Afternoon Headlines May 12, 2017

Gov. John Hickenlooper is considering calling lawmakers back into a special session to deal with unfinished business around transportation funding and energy policy.

The Governor said Thursday he had advised lawmakers not to make vacation plans in May.

A bipartisan transportation bill that would have asked voters to approve a sales tax hike to fund $3.5 billion in transportation project failed during the 120-day regular session that ended Wednesday. The legislature did pass a bill that included $1.1 billion for transportation funding, but the governor said that with a $9 billion backlog in transportation projects, that wasn’t enough.

Hickenlooper also wants lawmakers to resolve an impasse over the Colorado Energy Office. The bill to renew funding for the office became bogged down in partisan squabbling over state energy policy and died on the final day of the session.

Republican Senate President Kevin Grantham was doubtful about chances that a special session could be any more successful than the recently-concluded 120-day session. “Unless the governor can point to successes on any of these issues he’s guaranteed to have, he’ll just be wasting taxpayer dollars,” Grantham said in a statement to ColoradoPolitics.com

Despite the unfinished business, Hickenlooper called the 2017 session “the most productive session since I’ve been Governor.”

Undocumented immigrant and longtime Denver resident Jeanette Vizguerra has been granted a stay of removal from deportation until March 15, 2019.

Vizguerra, who is originally from Mexico, has lived in the U.S. for more than two decades. She has been fighting to stay in the country for nearly eight years, since a routine traffic stop in 2009 revealed that she had been using a false Social Security number in order to work.

In recent years, the mother of four has become an outspoken immigrants rights activist. TIME magazine put her on its list of the 100 most influential people of 2017.

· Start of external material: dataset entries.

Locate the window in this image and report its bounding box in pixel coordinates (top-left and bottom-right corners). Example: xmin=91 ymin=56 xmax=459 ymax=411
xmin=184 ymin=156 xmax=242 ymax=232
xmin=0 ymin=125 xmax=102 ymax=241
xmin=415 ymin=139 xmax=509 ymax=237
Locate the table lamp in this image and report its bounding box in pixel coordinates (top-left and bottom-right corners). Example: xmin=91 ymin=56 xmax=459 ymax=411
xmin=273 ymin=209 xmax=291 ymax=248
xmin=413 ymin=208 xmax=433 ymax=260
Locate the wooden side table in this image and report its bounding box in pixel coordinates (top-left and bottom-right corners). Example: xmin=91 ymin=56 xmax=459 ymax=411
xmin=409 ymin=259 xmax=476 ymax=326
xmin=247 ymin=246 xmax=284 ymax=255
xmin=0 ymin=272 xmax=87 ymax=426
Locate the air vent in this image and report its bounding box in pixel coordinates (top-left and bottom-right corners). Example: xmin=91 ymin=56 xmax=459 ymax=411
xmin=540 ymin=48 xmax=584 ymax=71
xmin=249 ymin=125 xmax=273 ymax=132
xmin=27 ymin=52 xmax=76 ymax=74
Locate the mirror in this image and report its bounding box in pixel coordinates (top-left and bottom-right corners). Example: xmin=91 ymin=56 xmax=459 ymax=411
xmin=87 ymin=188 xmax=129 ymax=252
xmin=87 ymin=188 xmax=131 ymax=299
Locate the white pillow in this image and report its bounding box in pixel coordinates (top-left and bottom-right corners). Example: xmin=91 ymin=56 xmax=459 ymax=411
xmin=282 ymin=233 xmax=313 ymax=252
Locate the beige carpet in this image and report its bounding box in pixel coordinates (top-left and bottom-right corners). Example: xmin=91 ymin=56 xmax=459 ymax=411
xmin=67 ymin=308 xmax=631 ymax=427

On Feb. 15, fear of deportation kept Vizguerra from reporting for a routine check-in with Immigration and Customs Enforcement. Citing her failure to appear, ICE denied her request for a stay of removal. That same day, she entered sanctuary in a downtown Denver church. ICE officials typically do not conduct enforcement in churches or schools. She has been living in sanctuary for 86 days.

Vizguerra left sanctuary at the First Baptist Church of Denver this morning at 8:30 a.m. Arturo Hernandez Garcia, who was detained by ICE late last month and recently released, has also been given a temporary stay of removal.

Despite gloomy economic forecasts, Colorado lawmakers managed to keep the state’s school funding shortfall from growing this year.

The state’s public schools will see on average an additional $242 per student next year after state lawmakers approved this year’s school finance bill Wednesday, the last day of the legislative session.

The state’s per pupil funding amount will be $6,546. The state will spend more than $6.5 billion in total on per pupil funding. Schools districts receive other funds for additional factors, such as their size and geographic location, and the number of at-risk students they serve.

An earlier change to how the state calculates property taxes made the increase possible.

“I think it was a great accomplishment for our schools that we were able to pass a budget that didn’t make the cuts that we had originally anticipated,” said state Rep. Millie Hamner, a Dillon Democrat and vice-chair of the Joint Budget Committee. “I remain fully committed to continuing the conversation around how Colorado can continue adequately and equitably funding our public schools.”

Lawmakers in both chambers agreed that this year’s budget process was one of the most complex and difficult in recent memory.

Colorado’s term-limited Democratic governor, John Hickenlooper has until May 18 to decide whether he will appeal a state Court of Appeals ruling against the Colorado Oil and Gas Conservation Commission or let it stand.

The case in question stems from a 2013 lawsuit brought by a 16-year-old Boulder hip-hop artist and a handful of other youth environmentalists who petitioned the COGCC to put protection of public health and the environment ahead of oil and gas development. The agency says its mission is to strike a balance between the two and a district court agreed. The teens appealed to the state Court of Appeals, which overturned the district court’s decision.

Hickenlooper says that his office is currently reviewing the appeals court decision.

But how would the four big-name Democrats running for his job handle this case if they were currently in office? Former State Treasurer Cary Kennedy says she would not appeal if she were governor. “Public health and safety must be our top priority,” she told The Colorado Independent. Former Sen. Mike Johnston, too, indicated he would not appeal, saying “I don’t see why anyone would fight the state’s commitment to ensure that public safety.”

Congressman Ed Perlmutter and businessman Noel Ginsburg would not say directly whether they would appeal, though Perlmutter said the priority of the state “is the environment and health of the people.”